TypeError: Cannot set properties of undefined (setting 'next')
  File "/app/node_modules/.pnpm/@redis+client@5.8.0/node_modules/@redis/client/dist/lib/client/linked-list.js", line 76, col 32, in DoublyLinkedList.remove
    node.previous.next = node.next;

I will investigate further to try to triage and fix the root cause.

@ntvviktor
Copy link
Contributor Author

ntvviktor commented Sep 25, 2025

In the case of the issue above, seems like the RedisClientPool use the Doubly Linked List for a client in use store, so when there is an error such as bad host request as the issue described, the bang mark node.previous!.next in the remove() function in DoublyLinkedList lead to the TypeError since it calls remove() twice, in the catch, and in the #returnClient.

async #create() {
    const node = this._self.#clientsInUse.push(
      this._self.#clientFactory()
        .on('error', (err: Error) => this.emit('error', err))
    );

    try {
      const client = node.value;
      await client.connect();
    } catch (err) {
      this._self.#clientsInUse.remove(node);
      throw err;
    }

    this._self.#returnClient(node);
  }

I fix using the if statement to check for the previous is not enough, and found out a root cause from RedisCommandQueue also using Doubly Linked List.
It uses a for loop statement over an iterator *nodes() function while using remove() in the loop, leading to a TimeOut command execution in the Test, so in this PR I also trying to fix that by changing the iterator function *nodes() to make sure setting node.next to undefined at shift(), unshift(), and remove() will be safe.
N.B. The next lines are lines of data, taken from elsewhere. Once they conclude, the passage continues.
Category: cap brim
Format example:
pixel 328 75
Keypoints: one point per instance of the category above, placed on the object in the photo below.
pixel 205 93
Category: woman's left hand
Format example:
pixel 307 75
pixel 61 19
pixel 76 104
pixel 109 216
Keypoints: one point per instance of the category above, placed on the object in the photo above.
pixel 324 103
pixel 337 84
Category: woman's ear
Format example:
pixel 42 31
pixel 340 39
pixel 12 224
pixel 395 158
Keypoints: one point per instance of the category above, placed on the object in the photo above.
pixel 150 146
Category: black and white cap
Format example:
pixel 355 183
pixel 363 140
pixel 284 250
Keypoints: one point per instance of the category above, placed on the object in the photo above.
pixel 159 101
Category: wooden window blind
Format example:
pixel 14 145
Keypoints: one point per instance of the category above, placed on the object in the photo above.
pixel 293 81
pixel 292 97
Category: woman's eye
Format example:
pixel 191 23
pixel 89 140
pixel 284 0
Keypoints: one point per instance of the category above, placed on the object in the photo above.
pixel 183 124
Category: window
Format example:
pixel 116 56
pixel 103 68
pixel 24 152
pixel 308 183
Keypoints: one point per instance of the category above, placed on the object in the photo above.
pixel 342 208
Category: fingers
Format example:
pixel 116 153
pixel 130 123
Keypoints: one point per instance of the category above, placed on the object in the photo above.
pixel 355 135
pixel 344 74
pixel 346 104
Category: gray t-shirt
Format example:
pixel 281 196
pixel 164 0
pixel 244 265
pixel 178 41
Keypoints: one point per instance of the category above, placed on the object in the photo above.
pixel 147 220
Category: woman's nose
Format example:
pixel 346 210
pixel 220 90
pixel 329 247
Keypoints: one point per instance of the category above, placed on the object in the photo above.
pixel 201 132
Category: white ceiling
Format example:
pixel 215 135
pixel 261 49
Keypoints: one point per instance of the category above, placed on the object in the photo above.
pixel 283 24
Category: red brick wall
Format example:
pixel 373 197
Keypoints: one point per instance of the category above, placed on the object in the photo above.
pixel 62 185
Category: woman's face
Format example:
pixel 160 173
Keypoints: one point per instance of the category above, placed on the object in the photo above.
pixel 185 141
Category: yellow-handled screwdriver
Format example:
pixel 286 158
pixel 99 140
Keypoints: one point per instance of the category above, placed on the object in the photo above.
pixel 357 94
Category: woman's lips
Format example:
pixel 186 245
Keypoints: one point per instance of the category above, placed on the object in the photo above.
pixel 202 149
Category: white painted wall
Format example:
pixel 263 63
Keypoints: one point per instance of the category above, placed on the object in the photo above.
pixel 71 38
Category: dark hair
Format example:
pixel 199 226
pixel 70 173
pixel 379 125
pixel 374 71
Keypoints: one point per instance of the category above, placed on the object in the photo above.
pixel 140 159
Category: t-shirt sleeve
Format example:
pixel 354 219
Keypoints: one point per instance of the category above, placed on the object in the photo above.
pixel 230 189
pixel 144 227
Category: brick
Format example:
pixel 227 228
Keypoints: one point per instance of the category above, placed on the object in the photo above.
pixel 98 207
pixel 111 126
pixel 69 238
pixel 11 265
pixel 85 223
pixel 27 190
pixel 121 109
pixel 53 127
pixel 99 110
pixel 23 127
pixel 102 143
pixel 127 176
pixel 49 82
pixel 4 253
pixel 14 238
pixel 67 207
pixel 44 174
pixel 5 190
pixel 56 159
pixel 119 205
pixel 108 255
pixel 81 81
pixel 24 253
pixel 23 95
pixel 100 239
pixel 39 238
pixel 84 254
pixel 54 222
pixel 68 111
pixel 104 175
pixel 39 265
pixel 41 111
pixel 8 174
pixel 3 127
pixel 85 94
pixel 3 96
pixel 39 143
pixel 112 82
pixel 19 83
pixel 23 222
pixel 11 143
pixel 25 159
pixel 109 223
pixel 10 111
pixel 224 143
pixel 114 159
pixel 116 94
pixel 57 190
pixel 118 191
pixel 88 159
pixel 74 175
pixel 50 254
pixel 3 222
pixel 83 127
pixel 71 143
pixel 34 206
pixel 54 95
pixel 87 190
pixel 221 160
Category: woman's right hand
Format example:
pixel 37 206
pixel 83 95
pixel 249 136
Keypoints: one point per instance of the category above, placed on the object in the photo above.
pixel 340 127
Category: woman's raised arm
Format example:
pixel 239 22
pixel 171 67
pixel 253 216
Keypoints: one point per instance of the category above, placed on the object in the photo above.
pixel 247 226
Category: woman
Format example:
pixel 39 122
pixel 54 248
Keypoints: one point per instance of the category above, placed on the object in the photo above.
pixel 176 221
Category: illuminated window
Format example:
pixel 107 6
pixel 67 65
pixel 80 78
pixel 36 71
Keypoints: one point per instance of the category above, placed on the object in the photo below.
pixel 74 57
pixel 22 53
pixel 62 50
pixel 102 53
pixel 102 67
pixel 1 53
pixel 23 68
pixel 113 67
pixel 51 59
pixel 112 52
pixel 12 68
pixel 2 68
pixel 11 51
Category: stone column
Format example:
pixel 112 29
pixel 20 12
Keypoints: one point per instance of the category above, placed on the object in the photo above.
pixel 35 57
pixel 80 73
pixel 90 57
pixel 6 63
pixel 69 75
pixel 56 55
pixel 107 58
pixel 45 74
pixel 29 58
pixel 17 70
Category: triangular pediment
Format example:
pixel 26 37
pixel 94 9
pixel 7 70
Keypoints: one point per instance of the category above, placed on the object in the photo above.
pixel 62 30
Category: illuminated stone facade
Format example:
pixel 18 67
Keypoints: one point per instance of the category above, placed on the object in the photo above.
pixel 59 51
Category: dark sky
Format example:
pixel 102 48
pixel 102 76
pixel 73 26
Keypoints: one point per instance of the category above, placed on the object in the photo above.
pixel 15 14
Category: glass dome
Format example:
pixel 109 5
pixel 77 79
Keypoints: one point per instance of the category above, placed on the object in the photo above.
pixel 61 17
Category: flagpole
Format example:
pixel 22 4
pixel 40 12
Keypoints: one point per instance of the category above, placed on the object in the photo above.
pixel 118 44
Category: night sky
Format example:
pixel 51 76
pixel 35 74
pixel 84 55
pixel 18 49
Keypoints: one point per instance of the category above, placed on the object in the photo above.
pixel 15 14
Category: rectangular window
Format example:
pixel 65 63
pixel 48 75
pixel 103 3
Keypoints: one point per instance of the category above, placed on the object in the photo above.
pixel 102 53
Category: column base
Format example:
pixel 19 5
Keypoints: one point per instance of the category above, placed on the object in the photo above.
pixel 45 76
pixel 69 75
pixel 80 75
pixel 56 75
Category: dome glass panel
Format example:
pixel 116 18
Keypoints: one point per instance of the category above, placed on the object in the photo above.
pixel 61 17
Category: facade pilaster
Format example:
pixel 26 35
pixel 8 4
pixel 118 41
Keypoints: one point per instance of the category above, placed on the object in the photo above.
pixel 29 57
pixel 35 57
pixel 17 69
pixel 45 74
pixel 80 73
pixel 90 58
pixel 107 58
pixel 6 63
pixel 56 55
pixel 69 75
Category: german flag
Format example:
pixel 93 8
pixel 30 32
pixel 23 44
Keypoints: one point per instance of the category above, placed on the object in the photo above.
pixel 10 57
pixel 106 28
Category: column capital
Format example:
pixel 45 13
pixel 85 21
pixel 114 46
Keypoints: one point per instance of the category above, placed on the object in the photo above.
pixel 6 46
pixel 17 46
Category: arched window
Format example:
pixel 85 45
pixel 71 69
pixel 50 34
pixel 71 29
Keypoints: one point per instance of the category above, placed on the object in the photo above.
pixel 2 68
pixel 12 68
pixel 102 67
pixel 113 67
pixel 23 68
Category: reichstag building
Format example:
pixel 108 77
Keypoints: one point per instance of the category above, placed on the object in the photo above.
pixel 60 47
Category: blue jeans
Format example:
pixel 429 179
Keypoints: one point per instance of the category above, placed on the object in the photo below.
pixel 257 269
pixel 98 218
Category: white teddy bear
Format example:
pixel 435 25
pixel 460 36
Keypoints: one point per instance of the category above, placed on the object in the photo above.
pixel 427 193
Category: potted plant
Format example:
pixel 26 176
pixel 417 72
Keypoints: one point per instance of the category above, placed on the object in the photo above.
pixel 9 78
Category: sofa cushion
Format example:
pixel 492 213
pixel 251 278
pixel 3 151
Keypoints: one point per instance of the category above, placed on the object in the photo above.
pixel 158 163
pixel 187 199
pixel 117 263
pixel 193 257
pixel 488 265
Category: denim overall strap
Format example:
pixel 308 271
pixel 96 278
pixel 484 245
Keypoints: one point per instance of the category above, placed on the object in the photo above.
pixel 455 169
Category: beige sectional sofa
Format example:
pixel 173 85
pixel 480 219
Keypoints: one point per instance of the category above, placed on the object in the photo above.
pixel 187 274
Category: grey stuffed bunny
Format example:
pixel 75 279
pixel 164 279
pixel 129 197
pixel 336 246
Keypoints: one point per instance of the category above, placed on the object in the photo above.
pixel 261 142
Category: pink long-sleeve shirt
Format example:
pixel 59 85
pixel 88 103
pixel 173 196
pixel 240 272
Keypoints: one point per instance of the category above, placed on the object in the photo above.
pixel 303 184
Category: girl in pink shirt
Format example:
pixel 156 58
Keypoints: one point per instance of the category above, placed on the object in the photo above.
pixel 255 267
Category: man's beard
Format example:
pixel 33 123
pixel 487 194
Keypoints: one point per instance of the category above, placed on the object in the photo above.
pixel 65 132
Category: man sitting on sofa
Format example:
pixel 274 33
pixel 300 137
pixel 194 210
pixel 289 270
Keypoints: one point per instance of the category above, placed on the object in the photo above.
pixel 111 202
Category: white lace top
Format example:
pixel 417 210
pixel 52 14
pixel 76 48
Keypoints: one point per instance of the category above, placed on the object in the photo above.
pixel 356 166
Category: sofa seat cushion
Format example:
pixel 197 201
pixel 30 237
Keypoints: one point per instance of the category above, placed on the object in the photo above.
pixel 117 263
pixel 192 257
I ran all tests locally and it currently works as expected. @nkaradzhov Please help me enable the pipeline to see whether my fix break anything. Thanks!

@ntvviktor
Copy link
Contributor Author

Hi @nkaradzhov, please help me review the code, thanks in advance

@nkaradzhov
Copy link
Collaborator

@ntvviktor the PR looks to be damaged somehow, it looks like ther are some unwanted changes after a merge?

@ntvviktor ntvviktor force-pushed the fix-doubly-linked-list-push branch from c03c34f to 234f1b6 Compare October 1, 2025 01:26
@ntvviktor
Copy link
Contributor Author

@ntvviktor the PR looks to be damaged somehow, it looks like ther are some unwanted changes after a merge?

Hi @nkaradzhov thanks for feedback, I have made changes, my bad on the rebase master branch into this.

@nkaradzhov
Copy link
Collaborator

@ntvviktor sorry for being paranoid here, but could you please provide a test case for the DoublyLinkedList somewhere here
Usually, when we find a bug, we write a test that proves the bug, then do a fix and the test starts passing. We end up having our test suite growing stronger

@ntvviktor
Copy link
Contributor Author

@ntvviktor sorry for being paranoid here, but could you please provide a test case for the DoublyLinkedList somewhere here Usually, when we find a bug, we write a test that proves the bug, then do a fix and the test starts passing. We end up having our test suite growing stronger

Thanks @nkaradzhov, I have added the according tests.

Copy link
Collaborator

@nkaradzhov nkaradzhov left a comment

Choose a reason for hiding this comment

The reason will be displayed to describe this comment to others. Learn more.

CLGTM

@nkaradzhov nkaradzhov merged commit 73413e0 into redis:master Oct 2, 2025
17 checks passed
@nkaradzhov
Copy link
Collaborator

Looks like this causes #3127

@nkaradzhov
Copy link
Collaborator

@ntvviktor, sorry, what was the reason for the addition of #handleSentinelFailure?

@ntvviktor
Copy link
Contributor Author

ntvviktor commented Nov 6, 2025

Hey @nkaradzhov, it was because during this test case, after a master is shutdown and the test trying to reconnect, the sentinelSentinels or some other utils could use the first item [0] in the list, but it already shutdown, hence the topology-change was never reached or emitted, only the master-change was? hence, I made changes by remove the dead node before the #reset function so that it could has the correct event emitted, I personally think the #reset function would bring back the re-connecting for all of the redis sentinels, but perhaps I made a wrong assumption. Let me know what you think

it('shutdown sentinel node', async function () {
      this.timeout(60000);
      sentinel = frame.getSentinelClient();
      sentinel.setTracer(tracer);
      sentinel.on("error", () => { });
      await sentinel.connect();
      tracer.push("connected");

      let sentinelChangeResolve;
      const sentinelChangePromise = new Promise((res) => {
        sentinelChangeResolve = res;
      })

      const sentinelNode = sentinel.getSentinelNode();
      tracer.push(`sentinelNode = ${sentinelNode?.port}`)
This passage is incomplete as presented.